Marvel’s Teen Heroes Are Making Their Own Activist Superteam

Marvel’s Teen Heroes Are Making Their Own Activist Superteam

Marvel’s resurgent group of teenage crimefighters — whether that’s the time-lost young X-Men or the youngest All-New, All-Different Avengers — are doing something that’s very teen. They’re defying their older colleagues to go it alone, fighting crime and generally being all hopeful and grassroots-y while doing so.

That’s the premise behind Champions, a new book from Mark Waid and Humberto Ramos being released in the wake of Marvel’s “Marvel Now!” initiative later this year. Channelling a youthful sense of positivity and social activism, the new group is headlined by Ms Marvel, Nova and Ultimate Spider-Man Miles Morales, after they chose to quit the Avengers for reasons currently unknown.

Marvel’s Teen Heroes Are Making Their Own Activist Superteam
Alternative Cover art by Alex Ross

Alternative Cover art by Alex Ross

They will be joined by the young Cyclops, part of the group of time-displaced X-Men that have been running around in the mutant comics, Amadeus Cho’s Totally Awesome Hulk, and, bizarrely enough, Viv Vision — one of the synthezoid children crafted by The Vision in the amazingly twisted Vision solo series.
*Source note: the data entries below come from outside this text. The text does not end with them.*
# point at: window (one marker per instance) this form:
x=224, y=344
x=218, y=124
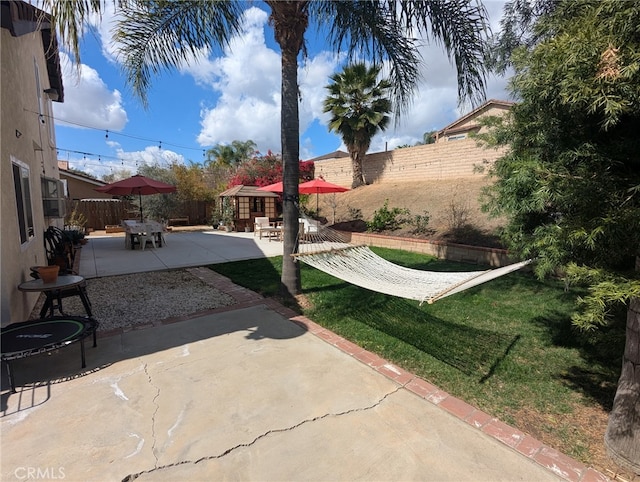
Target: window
x=258, y=205
x=23, y=200
x=53, y=200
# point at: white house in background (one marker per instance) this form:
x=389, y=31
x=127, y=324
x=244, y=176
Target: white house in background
x=468, y=124
x=31, y=192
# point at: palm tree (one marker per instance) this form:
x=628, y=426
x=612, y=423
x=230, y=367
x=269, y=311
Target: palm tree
x=359, y=105
x=160, y=34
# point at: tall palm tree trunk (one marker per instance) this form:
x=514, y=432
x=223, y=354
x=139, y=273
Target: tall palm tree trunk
x=290, y=21
x=357, y=158
x=622, y=437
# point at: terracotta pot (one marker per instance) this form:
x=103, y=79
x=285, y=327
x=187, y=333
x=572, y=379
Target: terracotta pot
x=48, y=274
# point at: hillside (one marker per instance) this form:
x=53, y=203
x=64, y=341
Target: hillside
x=448, y=202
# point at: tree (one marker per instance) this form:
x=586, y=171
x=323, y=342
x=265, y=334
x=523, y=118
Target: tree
x=159, y=34
x=359, y=104
x=570, y=182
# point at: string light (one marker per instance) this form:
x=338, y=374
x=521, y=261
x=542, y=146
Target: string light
x=145, y=139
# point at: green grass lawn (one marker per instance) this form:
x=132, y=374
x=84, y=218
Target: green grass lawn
x=506, y=347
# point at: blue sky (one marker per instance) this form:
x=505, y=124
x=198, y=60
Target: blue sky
x=224, y=96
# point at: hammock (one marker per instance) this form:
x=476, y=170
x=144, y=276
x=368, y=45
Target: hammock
x=326, y=249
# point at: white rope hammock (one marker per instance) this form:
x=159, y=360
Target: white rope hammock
x=325, y=249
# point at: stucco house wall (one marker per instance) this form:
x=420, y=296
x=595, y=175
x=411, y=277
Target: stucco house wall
x=28, y=144
x=469, y=123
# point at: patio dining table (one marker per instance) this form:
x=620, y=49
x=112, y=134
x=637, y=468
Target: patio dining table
x=133, y=228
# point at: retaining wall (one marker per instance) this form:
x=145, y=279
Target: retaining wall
x=444, y=160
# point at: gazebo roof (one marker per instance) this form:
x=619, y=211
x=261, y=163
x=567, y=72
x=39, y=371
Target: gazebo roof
x=246, y=191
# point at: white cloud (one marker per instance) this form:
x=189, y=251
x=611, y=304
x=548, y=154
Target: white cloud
x=88, y=100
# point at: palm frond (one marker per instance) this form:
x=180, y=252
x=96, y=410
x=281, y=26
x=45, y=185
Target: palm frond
x=381, y=30
x=157, y=35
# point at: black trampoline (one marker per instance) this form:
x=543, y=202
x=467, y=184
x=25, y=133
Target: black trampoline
x=20, y=340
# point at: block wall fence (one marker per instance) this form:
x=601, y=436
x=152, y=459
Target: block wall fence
x=443, y=160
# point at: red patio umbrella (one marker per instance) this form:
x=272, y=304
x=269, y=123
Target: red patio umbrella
x=319, y=186
x=275, y=187
x=137, y=185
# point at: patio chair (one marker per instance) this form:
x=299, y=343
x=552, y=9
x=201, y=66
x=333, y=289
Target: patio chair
x=308, y=228
x=147, y=236
x=262, y=225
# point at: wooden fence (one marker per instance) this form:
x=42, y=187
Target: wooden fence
x=104, y=212
x=99, y=213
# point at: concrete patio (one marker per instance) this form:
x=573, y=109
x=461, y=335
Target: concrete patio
x=247, y=392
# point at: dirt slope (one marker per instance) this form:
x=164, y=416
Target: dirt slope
x=448, y=202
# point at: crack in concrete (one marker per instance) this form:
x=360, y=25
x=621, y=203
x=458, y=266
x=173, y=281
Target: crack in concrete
x=132, y=477
x=153, y=416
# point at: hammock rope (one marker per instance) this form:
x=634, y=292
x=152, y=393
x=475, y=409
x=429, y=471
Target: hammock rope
x=329, y=251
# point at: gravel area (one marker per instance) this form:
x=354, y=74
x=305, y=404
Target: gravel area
x=134, y=299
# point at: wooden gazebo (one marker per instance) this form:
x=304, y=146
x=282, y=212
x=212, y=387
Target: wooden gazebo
x=248, y=203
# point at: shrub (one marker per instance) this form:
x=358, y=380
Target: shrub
x=420, y=223
x=385, y=219
x=458, y=214
x=354, y=213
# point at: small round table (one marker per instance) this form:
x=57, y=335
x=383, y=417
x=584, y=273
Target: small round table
x=63, y=287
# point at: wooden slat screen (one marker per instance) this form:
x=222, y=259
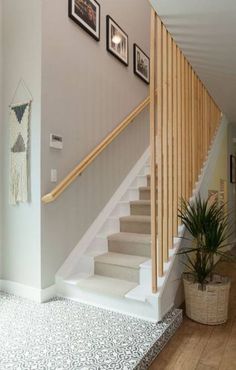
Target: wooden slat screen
x=184, y=117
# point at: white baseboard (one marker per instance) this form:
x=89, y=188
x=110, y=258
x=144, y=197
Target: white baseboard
x=28, y=292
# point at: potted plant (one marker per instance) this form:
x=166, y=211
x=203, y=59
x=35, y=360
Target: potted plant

Revealed as part of an interview with Entertainment Weekly, Champions — borrowing its name from a long-defunct Marvel superteam — will follow the young heroes on smaller scale, more socially-active adventures, rather than them teaming up to fight big villains and catastrophic events. In fact, don’t expect this to be a “young Avengers” despite the team roster — Waid tells EW that the book will have failed if, by its fifth issue, “the Masters of Evil show up and there’s a fight with the Absorbing Man”.

Sounds like the book is going to be focusing on these young heroes finding their own way in the world, separate from the legacy characters that dominate the Marvel universe. Champions #1 is due to hit shelves later this year.